# Extended Kalman Filter
We implement a basic [Kalman filter](https://en.wikipedia.org/wiki/Kalman_filter) based on the linearized nonlinear dynamics about the current operating point. This is referred to as the [Extended Kalman Filter](https://en.wikipedia.org/wiki/Extended_Kalman_filter) and, despite no guarantees on optimality of the estimation, it is extremely popular due to its effectiveness and ease of implementation.

We will use acrobot and cartpole as our model systems.
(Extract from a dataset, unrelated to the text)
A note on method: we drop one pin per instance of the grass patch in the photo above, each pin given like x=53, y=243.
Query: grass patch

Our goal is to use LQR to achieve the balancing task with the following challenges compared to the ideal full state feedback case:
1. We only get to measure the position variables and consider the velocities unknown.
2. Our sensor measurements are subject to observation noise.
3. Our dynamics are subject to process noise, which we take to be random white noise injected through our actuator dynamics.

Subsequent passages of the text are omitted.